Introduction

Blood groups are antigenic molecules (proteins, carbohydrates, glycoproteins, or glycolipids) present on the surface of red blood cells (RBCs); which may also be present on platelets, lymphocytes, and body tissues. Many of these antigens are clinically significant and can lead to adverse reactions in transfused patients, hemolytic disease of the fetus and newborn in pregnant women, and graft loss in organ transplant recipients [1].

Rh is the fourth blood group system (ISBT 004) and consists mainly of the D, C, E, c, and e antigens carried on two non-glycosylated hydrophobic transmembrane proteins (RhD and RhCE) [2]. It is the most complex blood group system due to the highly homologous and polymorphic genes, RHD (MIM # 111680) and RHCE (MIM # 111700) [3]. The RHD gene is located on the short arm of chromosome 1 at position 1p36.11, ~62.3 kb long and flanked by two highly homologous, 9 kb long DNA segments, the upstream and downstream Rhesus boxes [4].

Large deletions have previously been reported for blood group systems other than Rh, such as the H-deficient Bombay phenotype [5], 4-α-galactosyltransferase-deficient p phenotype [6], glucosaminyl (N-acetyl) transferase 2-deficient i phenotype [7], and XK protein-deficient Kx null phenotype [8]. A total of 43 deletions in the RHD gene [9] and 12 deletions in the RHCE gene [10] have been identified, most of them shorter than 655 nucleotides [11, 12]. Previously reported deletions of 1013 bp encompassing exon 9 of the RHD gene [13, 14] and 2.5 kb encompassing exons 4, 5, and 6 are technical errors and obsolete [15,16,17].

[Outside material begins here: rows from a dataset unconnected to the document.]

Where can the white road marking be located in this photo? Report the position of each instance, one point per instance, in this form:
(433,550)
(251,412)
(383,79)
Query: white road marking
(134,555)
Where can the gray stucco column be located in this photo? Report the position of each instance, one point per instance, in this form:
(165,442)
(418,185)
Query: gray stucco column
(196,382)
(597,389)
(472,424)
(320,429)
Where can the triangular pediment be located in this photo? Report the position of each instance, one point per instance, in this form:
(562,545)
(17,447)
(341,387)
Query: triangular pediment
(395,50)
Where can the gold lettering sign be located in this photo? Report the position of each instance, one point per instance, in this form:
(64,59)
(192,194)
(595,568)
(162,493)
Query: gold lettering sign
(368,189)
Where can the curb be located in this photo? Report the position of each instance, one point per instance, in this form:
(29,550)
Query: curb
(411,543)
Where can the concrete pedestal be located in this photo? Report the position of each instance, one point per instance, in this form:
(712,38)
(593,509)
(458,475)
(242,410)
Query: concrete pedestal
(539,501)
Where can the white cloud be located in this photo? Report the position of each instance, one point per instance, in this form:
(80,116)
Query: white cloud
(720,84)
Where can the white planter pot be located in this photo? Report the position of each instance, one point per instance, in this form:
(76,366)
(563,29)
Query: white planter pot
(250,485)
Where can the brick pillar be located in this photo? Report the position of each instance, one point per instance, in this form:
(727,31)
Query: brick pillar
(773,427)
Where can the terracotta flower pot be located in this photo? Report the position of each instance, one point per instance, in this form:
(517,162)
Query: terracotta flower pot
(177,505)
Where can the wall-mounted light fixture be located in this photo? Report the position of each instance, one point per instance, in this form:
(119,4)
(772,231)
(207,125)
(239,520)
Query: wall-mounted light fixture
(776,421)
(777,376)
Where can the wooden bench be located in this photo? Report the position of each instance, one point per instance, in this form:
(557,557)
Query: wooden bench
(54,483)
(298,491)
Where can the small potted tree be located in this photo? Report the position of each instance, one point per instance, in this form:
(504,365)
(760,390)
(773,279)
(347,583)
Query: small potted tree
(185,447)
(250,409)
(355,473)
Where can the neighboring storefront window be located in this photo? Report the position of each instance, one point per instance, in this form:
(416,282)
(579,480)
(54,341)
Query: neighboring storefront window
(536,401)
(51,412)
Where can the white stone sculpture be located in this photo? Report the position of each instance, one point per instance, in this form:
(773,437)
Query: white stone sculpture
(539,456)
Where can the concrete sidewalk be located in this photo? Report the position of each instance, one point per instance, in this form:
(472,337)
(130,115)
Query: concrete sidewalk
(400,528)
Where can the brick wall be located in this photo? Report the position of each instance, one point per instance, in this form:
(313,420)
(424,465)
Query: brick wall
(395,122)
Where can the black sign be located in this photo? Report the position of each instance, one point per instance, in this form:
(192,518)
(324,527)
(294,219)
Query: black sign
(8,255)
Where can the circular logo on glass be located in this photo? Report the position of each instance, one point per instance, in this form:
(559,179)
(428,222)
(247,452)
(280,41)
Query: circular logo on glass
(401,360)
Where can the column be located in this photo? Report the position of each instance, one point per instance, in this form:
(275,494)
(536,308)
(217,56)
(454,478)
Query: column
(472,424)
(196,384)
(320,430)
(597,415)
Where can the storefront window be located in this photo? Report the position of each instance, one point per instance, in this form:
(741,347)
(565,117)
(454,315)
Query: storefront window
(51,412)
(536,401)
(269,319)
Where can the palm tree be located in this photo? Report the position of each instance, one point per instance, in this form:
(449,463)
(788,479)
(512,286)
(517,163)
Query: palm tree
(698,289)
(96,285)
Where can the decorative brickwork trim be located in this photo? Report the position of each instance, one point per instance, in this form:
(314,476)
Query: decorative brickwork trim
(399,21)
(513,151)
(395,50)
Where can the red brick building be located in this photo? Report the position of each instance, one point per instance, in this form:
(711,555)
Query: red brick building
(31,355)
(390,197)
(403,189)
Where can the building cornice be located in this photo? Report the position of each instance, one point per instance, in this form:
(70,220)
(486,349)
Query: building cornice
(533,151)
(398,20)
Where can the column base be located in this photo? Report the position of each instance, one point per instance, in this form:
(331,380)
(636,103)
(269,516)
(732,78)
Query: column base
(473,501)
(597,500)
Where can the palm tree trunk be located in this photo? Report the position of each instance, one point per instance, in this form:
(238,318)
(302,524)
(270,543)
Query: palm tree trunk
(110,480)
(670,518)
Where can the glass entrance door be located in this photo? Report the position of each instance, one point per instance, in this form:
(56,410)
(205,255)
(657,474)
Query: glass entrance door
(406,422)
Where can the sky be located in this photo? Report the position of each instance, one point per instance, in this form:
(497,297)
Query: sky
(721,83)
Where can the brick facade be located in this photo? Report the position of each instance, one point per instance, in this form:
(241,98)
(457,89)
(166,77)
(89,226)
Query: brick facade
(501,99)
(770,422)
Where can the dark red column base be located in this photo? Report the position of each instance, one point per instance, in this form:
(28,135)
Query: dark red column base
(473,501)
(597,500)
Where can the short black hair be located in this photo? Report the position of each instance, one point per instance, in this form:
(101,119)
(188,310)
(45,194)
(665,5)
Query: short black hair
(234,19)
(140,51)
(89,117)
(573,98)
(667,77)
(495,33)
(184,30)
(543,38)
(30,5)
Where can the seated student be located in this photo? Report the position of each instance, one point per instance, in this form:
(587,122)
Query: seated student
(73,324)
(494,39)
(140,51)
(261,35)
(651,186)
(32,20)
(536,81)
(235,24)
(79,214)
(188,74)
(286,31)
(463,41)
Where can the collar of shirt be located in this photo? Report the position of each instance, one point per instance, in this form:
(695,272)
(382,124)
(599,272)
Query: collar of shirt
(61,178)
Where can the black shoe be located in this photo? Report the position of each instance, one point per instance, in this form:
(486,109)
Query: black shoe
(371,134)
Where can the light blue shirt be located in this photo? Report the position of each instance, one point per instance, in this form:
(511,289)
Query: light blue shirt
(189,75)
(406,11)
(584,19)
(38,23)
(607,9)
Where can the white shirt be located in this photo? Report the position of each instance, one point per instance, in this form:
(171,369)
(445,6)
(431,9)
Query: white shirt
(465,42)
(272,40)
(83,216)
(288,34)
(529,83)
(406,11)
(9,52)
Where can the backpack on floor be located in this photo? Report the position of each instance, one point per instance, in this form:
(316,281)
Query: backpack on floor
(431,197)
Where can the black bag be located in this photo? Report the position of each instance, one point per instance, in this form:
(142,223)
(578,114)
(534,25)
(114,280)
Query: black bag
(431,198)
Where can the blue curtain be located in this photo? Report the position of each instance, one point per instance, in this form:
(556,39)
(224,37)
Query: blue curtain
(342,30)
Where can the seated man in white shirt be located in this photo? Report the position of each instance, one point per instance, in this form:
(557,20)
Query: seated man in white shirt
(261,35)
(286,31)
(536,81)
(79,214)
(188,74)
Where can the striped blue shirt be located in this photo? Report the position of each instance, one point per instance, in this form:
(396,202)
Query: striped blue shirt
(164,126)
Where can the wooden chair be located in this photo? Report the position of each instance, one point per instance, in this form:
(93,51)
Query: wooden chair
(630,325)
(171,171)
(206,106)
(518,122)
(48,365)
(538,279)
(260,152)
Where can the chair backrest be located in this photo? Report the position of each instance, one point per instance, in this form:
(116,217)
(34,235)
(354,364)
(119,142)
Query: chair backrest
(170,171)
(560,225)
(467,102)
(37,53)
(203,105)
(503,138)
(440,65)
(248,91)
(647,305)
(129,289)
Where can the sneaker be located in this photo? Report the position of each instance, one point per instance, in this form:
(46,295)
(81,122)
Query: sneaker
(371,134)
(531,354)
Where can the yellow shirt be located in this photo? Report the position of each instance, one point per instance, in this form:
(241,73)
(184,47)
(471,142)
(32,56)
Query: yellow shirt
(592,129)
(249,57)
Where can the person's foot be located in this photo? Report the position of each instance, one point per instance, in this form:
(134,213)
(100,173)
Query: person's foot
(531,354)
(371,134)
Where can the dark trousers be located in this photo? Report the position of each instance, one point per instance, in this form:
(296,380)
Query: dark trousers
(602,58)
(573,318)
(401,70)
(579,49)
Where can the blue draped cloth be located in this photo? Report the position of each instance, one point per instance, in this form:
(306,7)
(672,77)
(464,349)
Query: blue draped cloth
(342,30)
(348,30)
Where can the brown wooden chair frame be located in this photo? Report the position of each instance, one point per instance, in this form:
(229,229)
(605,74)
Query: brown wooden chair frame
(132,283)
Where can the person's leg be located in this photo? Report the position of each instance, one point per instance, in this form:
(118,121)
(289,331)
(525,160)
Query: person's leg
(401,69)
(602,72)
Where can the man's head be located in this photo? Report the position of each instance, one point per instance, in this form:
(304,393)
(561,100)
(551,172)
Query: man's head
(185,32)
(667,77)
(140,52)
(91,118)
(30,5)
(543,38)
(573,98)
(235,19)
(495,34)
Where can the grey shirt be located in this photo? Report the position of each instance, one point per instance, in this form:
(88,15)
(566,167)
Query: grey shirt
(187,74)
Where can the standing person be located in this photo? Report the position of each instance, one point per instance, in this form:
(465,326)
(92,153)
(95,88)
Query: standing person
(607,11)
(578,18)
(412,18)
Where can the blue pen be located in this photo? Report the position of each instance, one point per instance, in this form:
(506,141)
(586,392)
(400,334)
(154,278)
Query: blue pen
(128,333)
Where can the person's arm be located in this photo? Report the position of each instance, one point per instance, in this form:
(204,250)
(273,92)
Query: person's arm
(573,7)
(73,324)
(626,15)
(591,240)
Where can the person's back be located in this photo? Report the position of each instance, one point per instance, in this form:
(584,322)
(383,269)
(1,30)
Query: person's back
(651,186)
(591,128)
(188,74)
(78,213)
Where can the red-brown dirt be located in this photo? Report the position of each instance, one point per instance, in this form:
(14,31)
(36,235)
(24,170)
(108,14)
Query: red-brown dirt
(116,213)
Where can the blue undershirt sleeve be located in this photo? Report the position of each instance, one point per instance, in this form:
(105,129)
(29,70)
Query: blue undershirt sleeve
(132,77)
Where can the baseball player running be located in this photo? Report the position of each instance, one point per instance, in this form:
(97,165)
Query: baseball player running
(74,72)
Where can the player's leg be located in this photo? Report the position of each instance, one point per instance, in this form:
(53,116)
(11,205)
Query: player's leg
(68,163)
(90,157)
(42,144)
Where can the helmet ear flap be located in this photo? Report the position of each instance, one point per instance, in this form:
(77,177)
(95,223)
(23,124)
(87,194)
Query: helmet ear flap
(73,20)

For the RHCE gene, two large partial gene deletions have been reported. One included exon 2 and extended beyond exon 10 [18], and another large internal deletion encompassed exons 2 through 8 [19]. A large chromosomal deletion involving both the RHD and RHCE genes, and the nearby D1S80 variable number of tandem repeats locus has been reported [20]. Besides the common whole RHD gene deletion [4], two large partial RHD gene deletions are known: the RHD allele c.1074–649_1153+266del995 represents a 995 nucleotide deletion encompassing 649 nucleotides of intron 7, all 80 nucleotides of exon 8 and 266 nucleotides of intron 8 [21], five transcripts with missing exon 8 were reported including the longest with 170 nucleotides of intron 7 attached to normal exon 9 and 10 with an open reading frame; and the RHD allele c.1228–4061_1254+1317del5405 represents a 5405 bp deletion encompassing 4061 nucleotides of intron 9, all 27 nucleotides of the exon 10 and 1317 nucleotides of 3′ UTR [22], a single transcript was reported involving RHD exons 1 to 9 followed by a sequence tract of RHD intron 9, termed pseudo-exon 10. These two partial RHD gene deletions still express some D protein representing a DEL phenotype. The RHD exon 10 deletion, common in France [22] and Northern Germany, was subsequently found in a transfused red cell product that caused a secondary anti-D immunization [23].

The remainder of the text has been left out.